How do I find the product of two imaginary numbers?

Answer 1

Hint: We are asked to product (multiply) two imaginary numbers. To solve this, we start by understanding about the real number. We will work on what are real numbers and imaginary numbers, we will find the product of some imaginary number, using those examples we will learn how to find the product for the general case.

Complete step by step solution:
We are given that we have to find the product of imaginary numbers, since we have no number so we have to find the product of arbitrary imaginary numbers to learn.
To do this, we will first go into complex numbers.
In general, complex numbers are given as $a+ib$ , where ‘a’ is called real part while ‘b’ is called imaginary part and ‘I’ is called iota and used to denote as $\sqrt{-1}$ .
On the value of ‘a’ and ‘b’, complex numbers show their behavior.
If the value of $a=0$ , then complex numbers are $0+ib=ib$ such form one called an imaginary number.
We are asked to find the product of such numbers, to learn about this, we need to know how iota behaves when they are produced.
So,
$\begin{align}
  & i=\sqrt{-1} \\
 & {{i}^{2}}=-1 \\
 & {{i}^{3}}=-i \\
 & {{i}^{4}}=1 \\
\end{align}$
Let us consider examples of imaginary complex numbers or say imaginary numbers.
Say we have 3i and 4i.
Then the product of $3i\times 4i=3\times 4\times i\times i$ .
As $3\times 4=12$ and $i\times i={{i}^{2}}$ .
So, $3i\times 4i=3\times 4\times i\times i$
$=12{{i}^{2}}$ .
As ${{i}^{2}}=-1$ so –
$=-12$ (As $12{{i}^{2}}=-1\times 12=-12$ )
So, we get a product of $3i\times 4i$ is -12.
So, in general the product of two imaginary numbers is always real and it is given as negative of the product of the number.
So, if we have to say xi and yi then their product is $xi\times yi=-xy$ always.
So, when we produce the two imaginary numbers then we get the result as negative of the product of coefficients if ‘i’.

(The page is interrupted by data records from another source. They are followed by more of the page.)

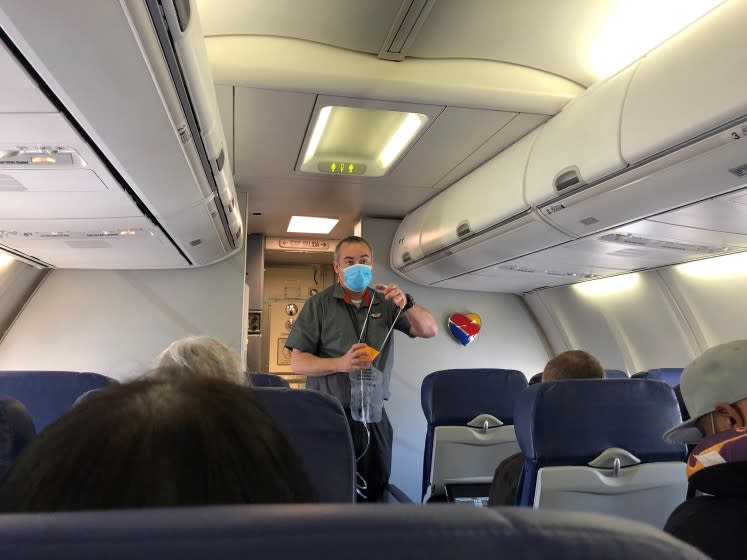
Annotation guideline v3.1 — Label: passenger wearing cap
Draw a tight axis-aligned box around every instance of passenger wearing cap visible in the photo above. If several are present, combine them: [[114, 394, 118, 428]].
[[664, 340, 747, 560]]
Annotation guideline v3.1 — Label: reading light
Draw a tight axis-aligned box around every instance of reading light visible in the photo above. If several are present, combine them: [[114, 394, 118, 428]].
[[589, 0, 725, 79], [573, 273, 638, 297], [288, 216, 340, 234], [675, 253, 747, 278], [378, 113, 425, 169], [298, 105, 428, 177], [303, 107, 332, 163]]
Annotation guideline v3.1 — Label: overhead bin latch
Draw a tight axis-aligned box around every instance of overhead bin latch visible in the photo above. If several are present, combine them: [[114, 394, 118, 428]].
[[553, 166, 584, 192]]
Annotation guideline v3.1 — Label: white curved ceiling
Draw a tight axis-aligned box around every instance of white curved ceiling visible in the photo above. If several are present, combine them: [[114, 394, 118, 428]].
[[198, 0, 722, 86], [197, 0, 728, 241]]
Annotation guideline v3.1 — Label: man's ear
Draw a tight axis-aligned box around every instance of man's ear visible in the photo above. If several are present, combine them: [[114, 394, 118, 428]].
[[714, 403, 745, 428]]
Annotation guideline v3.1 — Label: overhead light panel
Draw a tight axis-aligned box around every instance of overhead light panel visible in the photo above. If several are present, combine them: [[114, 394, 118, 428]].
[[288, 216, 340, 234], [589, 0, 725, 79], [298, 105, 428, 177]]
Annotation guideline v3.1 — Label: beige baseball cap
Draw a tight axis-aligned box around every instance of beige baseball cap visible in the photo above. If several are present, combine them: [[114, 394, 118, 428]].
[[664, 340, 747, 443]]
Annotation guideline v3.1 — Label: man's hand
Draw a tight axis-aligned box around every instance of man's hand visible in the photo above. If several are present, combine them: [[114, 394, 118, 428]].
[[337, 342, 371, 372], [374, 284, 407, 309]]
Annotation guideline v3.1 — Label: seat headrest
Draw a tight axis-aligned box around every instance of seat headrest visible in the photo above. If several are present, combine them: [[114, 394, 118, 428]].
[[246, 373, 290, 387], [633, 368, 682, 387], [0, 504, 707, 560], [0, 371, 117, 432], [514, 379, 687, 466], [0, 395, 36, 479], [254, 387, 355, 502], [420, 369, 527, 426]]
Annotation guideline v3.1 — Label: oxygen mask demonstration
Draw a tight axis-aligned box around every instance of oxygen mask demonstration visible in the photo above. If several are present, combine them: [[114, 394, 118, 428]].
[[343, 264, 373, 292]]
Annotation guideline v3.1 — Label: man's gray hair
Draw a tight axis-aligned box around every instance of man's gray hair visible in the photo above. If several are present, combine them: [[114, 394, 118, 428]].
[[335, 235, 373, 262], [155, 336, 249, 385]]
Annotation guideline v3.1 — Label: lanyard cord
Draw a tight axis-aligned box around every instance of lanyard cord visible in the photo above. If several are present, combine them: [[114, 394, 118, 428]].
[[350, 291, 402, 365], [358, 292, 376, 343]]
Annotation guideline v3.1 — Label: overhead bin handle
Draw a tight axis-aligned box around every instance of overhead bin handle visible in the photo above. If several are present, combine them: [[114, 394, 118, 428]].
[[554, 166, 584, 192], [457, 220, 472, 237]]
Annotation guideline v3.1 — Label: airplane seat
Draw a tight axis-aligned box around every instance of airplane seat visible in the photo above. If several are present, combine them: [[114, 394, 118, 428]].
[[420, 369, 527, 502], [604, 369, 630, 379], [246, 372, 290, 388], [0, 371, 117, 432], [529, 371, 544, 385], [0, 395, 36, 479], [254, 387, 355, 502], [633, 368, 682, 387], [0, 504, 707, 560], [515, 379, 687, 527]]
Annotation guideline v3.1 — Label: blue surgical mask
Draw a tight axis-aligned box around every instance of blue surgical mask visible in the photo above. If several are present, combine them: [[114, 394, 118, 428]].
[[343, 264, 373, 292]]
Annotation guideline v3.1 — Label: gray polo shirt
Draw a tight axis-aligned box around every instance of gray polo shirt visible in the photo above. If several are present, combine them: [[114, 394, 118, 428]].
[[285, 284, 410, 407]]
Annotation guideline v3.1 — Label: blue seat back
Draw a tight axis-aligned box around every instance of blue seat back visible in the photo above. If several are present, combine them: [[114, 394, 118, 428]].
[[0, 395, 36, 479], [633, 368, 682, 387], [515, 379, 687, 506], [0, 504, 707, 560], [254, 388, 355, 502], [420, 369, 527, 495], [0, 371, 117, 432], [246, 373, 290, 387], [604, 369, 630, 379]]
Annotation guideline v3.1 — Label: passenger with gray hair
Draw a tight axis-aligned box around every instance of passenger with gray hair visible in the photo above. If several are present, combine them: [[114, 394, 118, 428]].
[[153, 336, 250, 385]]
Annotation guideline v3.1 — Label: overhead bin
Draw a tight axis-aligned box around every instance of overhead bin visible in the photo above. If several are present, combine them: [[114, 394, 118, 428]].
[[621, 0, 747, 163], [0, 0, 244, 268], [389, 203, 429, 270], [391, 129, 569, 284], [0, 217, 187, 269], [524, 63, 637, 207], [527, 2, 747, 237], [401, 211, 570, 284], [420, 127, 541, 255]]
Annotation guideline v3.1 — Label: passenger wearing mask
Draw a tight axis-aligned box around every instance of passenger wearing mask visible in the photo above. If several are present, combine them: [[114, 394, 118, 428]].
[[154, 336, 250, 385], [664, 340, 747, 560], [285, 236, 438, 501], [0, 376, 314, 512], [488, 350, 604, 506]]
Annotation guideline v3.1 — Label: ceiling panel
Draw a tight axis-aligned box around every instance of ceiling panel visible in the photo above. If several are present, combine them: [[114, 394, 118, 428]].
[[234, 87, 316, 178], [243, 175, 433, 238], [197, 0, 402, 53], [215, 85, 236, 173], [389, 107, 516, 187], [0, 43, 57, 113], [434, 113, 550, 189]]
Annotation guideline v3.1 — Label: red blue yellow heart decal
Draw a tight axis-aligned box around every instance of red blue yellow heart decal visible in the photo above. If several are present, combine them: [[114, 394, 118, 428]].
[[449, 313, 482, 346]]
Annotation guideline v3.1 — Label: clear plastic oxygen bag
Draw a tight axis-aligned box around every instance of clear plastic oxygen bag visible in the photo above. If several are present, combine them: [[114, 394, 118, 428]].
[[350, 366, 384, 424]]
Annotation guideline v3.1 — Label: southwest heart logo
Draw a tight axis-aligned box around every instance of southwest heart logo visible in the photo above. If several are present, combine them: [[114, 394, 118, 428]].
[[449, 313, 482, 346]]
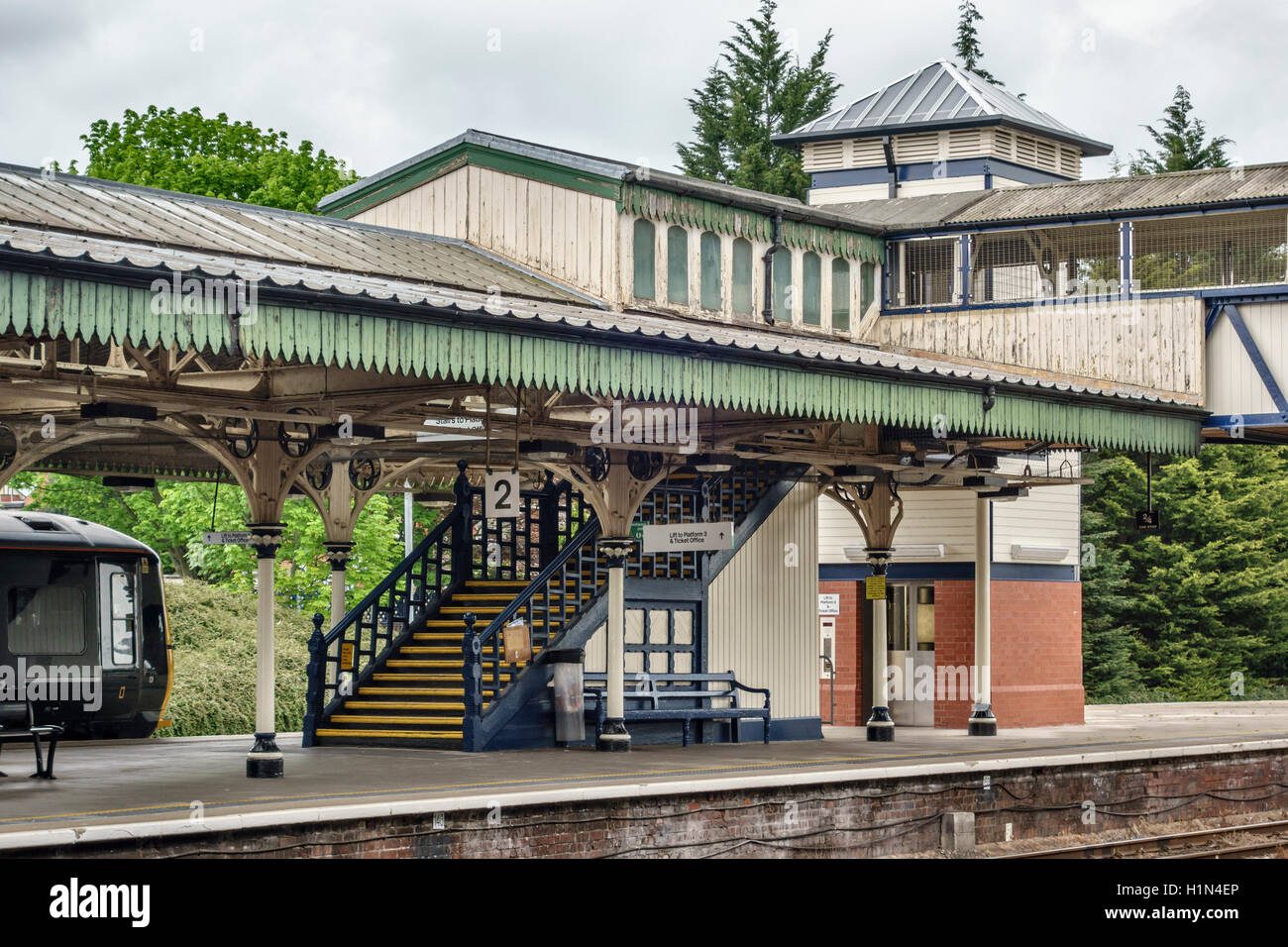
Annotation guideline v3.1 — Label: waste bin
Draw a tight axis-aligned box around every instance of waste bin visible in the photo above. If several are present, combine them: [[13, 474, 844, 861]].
[[546, 648, 587, 746]]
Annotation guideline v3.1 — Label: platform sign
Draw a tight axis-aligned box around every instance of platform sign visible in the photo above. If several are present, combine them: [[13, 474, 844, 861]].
[[644, 523, 733, 553], [201, 530, 250, 546], [1136, 510, 1158, 532], [483, 473, 522, 519]]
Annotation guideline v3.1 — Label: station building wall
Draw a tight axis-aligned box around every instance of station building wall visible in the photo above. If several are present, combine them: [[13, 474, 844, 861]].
[[815, 456, 1085, 729]]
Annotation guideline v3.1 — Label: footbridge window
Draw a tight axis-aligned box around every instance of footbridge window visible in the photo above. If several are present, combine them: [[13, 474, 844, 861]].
[[631, 218, 657, 299]]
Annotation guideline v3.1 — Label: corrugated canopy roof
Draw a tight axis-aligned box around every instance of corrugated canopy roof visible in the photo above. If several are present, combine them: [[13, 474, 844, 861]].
[[0, 164, 587, 301], [774, 59, 1111, 155]]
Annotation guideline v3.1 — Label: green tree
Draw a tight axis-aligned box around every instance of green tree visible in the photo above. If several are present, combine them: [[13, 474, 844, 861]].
[[677, 0, 841, 200], [1128, 85, 1234, 175], [953, 0, 1006, 85], [71, 106, 357, 213]]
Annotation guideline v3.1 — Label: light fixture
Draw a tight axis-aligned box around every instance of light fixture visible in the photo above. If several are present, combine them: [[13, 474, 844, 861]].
[[693, 454, 738, 473], [894, 543, 944, 559], [411, 489, 456, 509], [81, 401, 158, 428], [832, 464, 881, 483], [975, 487, 1029, 502], [519, 440, 577, 464], [1012, 543, 1069, 562], [103, 476, 158, 493], [318, 423, 385, 446]]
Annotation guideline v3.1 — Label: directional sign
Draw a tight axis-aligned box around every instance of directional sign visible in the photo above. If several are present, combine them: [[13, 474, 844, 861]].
[[483, 473, 520, 519], [201, 530, 250, 546], [644, 523, 733, 553]]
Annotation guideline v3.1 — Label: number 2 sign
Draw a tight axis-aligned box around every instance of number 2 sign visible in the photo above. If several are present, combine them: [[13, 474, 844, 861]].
[[483, 473, 519, 519]]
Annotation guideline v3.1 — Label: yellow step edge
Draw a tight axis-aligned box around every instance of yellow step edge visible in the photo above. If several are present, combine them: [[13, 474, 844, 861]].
[[330, 714, 463, 728], [317, 728, 461, 741]]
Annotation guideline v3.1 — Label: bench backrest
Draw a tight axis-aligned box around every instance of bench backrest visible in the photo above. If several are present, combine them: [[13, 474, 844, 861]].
[[584, 672, 737, 710], [0, 701, 34, 730]]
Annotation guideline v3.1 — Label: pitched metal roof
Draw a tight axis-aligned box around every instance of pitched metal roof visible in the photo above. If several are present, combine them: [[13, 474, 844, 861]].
[[827, 162, 1288, 235], [774, 59, 1112, 155], [0, 164, 589, 303], [318, 129, 871, 232], [945, 162, 1288, 223]]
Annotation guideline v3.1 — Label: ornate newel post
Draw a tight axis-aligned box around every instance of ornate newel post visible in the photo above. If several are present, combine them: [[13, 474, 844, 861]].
[[867, 548, 894, 742], [824, 467, 903, 742], [966, 496, 997, 737], [461, 612, 483, 750], [246, 523, 284, 779], [596, 536, 635, 751], [304, 612, 326, 747]]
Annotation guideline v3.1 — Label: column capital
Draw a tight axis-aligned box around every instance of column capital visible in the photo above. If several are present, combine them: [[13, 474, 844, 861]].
[[246, 523, 286, 559]]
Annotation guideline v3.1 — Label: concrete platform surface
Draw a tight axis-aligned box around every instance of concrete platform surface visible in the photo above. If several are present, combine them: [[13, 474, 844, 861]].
[[0, 701, 1288, 850]]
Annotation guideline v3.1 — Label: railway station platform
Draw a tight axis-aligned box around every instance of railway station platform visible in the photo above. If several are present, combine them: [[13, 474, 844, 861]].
[[0, 701, 1288, 857]]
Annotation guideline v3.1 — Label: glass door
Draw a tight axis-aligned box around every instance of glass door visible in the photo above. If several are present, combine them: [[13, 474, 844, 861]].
[[886, 583, 935, 727]]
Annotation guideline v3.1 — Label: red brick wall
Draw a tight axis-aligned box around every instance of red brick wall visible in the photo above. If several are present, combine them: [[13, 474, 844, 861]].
[[819, 579, 1085, 729], [818, 581, 863, 727]]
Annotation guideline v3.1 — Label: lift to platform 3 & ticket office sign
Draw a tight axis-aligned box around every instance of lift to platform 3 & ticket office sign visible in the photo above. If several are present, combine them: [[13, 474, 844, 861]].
[[643, 523, 733, 553]]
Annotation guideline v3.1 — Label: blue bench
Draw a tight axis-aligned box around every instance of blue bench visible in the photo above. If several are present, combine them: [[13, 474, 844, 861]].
[[585, 672, 769, 746], [0, 701, 63, 780]]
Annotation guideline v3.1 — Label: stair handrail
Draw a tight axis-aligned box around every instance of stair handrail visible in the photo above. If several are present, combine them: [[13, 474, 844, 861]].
[[304, 462, 471, 746]]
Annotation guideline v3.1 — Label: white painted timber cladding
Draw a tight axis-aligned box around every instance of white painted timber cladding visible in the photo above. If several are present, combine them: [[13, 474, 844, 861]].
[[864, 296, 1205, 404], [355, 164, 618, 300], [1207, 303, 1288, 415], [707, 483, 818, 717], [617, 214, 881, 340], [818, 453, 1082, 566], [587, 484, 818, 717]]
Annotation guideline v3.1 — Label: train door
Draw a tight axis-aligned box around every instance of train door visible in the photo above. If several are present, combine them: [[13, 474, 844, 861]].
[[886, 585, 935, 727], [98, 559, 143, 720]]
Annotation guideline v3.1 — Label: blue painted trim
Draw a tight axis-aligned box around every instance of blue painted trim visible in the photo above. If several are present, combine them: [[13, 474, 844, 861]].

Note: It is necessary to know about the power of iota as it play vital role, when we multiply by zero imaginary number to non zero imaginary number then product is always zero as
 $\begin{align}
  & 0i\times xi=-x\times 0 \\
 & =-x\times 0 \\
 & =0 \\
\end{align}$
And we can write ‘0’ as 0i.
Si, 0 is imaginary as we can write it in the form of $0+0i$ .
Real numbers are those whose imaginary part ‘b’ of the complex number are zero, mean is for any $z=a+ib$ ,$b=0$ , then such 2 are considered as real numbers.